Miquel Barceló a intitulé cette nouvelle exposition personnelle “Grisailles”. Un terme qui renvoie à la technique picturale mise à l’œuvre ici, consistant à recouvrir les touches d’encre colorée apposées sur la toile d’une couche de peinture translucide pour la diluer sous une teinte grisâtre. Mais ce mot français polysémique a également été choisi par l’artiste de 65 ans pour son sens plus figuré, ici trompeur : en lisant le titre avant de visiter l’exposition, on pourrait s’attendre à découvrir uniquement des œuvres déclinées dans des nuances de gris baignées d’une atmosphère inévitablement morose. L’impression finale est pourtant tout autre. Si quelques toiles évoluent effectivement entre le noir et le blanc, ce sont précisément les couleurs vives qui triomphent dans la plupart des œuvres, telles le jaune citron recouvrant l’arrière-plan de l’une d’entre elles, Bodegón groc (2021), qui happe immédiatement l’attention du spectateur dans un magnétisme confondant.
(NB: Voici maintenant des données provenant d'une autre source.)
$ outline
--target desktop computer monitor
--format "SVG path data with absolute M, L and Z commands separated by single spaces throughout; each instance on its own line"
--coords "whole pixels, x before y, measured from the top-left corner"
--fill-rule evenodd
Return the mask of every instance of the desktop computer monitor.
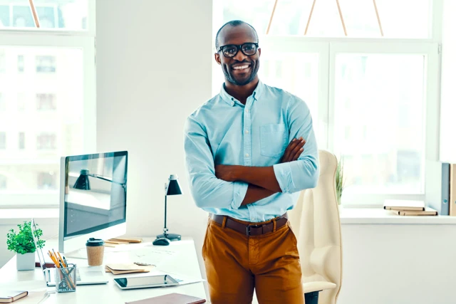
M 89 238 L 126 232 L 127 151 L 61 159 L 58 250 L 68 255 Z

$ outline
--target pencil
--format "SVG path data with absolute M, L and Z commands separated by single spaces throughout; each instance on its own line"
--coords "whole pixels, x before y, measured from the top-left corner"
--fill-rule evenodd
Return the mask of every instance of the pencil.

Avec sa nouvelle série, le plasticien continue de démontrer sa maîtrise de la superposition, de la lumière et du contraste. Sur les fonds dilués des toiles, l’accumulation de peinture blanche dessine les formes des êtres et objets qui composent ces natures mortes contemporaines, jusqu’à les changer en présences fantomatiques. Un travail du blanc qui s’inscrit dans le prolongement de la pratique plastique de l’artiste : on repense notamment à ses white paintings de la fin des années 80, dans lesquels l’artiste encore à l’orée de sa carrière internationale poussait la simplification picturale jusqu’à l’extrême en faisant surgir ses formes par les craquelures, taches et fissures d’arrière-plans couleur crème, dans une oscillation poétique entre figuration et abstraction. Par ailleurs, pendant des années, l’Espagnol a réalisé ses croquis préparatoires en appliquant de l’eau de Javel sur des surfaces noires, esquissant ses formes grâce à la soustraction chimique de la couleur afin de les faire émerger dans la lumière la plus pure.
La relation viscérale qui unit Miquel Barceló à la mer est l’un des principaux fils rouge de sa pratique depuis quatre décennies. De son quotidien sur l’île de Majorque, où il est né en 1967 et réside toujours aujourd’hui, à ses nombreux séjours en Afrique de l’Ouest, l’environnement maritime irrigue l’imaginaire et les œuvres de l’artiste, traduit aussi bien par les nombreux camaïeux de bleu que les représentations récurrentes de la faune aquatique. Si la nouvelle série d’œuvres présentée à la galerie Ropac est encore une fois imprégnée par cet environnement, comme on le constate à travers les animaux sous-marins présents sur les toiles et la liquidité des fonds et des formes qui en émanent, l’artiste propose ici un voyage métaphorique de l’eau à la terre, incarné par les éléments domestiques mais également le traitement de la matière sur la toile. Connu également pour ses céramiques, l’Espagnol a l’habitude de travailler la peinture de manière à former des reliefs sur la surface plane. Ainsi, sur certaines œuvres, la texture granuleuse de la matière évoque l’aspect d’arterfacts effrités par le sel marin, mais incarne aussi plus littéralement la sensation des sols ou du sable, tout en rappelant l’ancrage indéfectiblement tellurique de l’être humain et de l’histoire de l’art. Outre les ossements d’animaux qui semblent avoir été desséchés par un ciel aride – et pourraient faire écho à l’obsession picturale de son aînée Georgia O’Keeffe –, Barceló décline sur des toiles au format plus réduit le motif du bison, animal terrestre par excellence dans l’histoire des civilisations autant que dans leurs mythes et légendes. Représenté de profil et délimitée par des superpositions de contours élémentaires, la silhouette du mammifère fait indéniablement référence à un art bien plus ancien et primitif que la nature morte : celui des peintures rupestres, déployées il y a des dizaines de millénaires sur les rochers et à l’intérieur des grottes du monde entier.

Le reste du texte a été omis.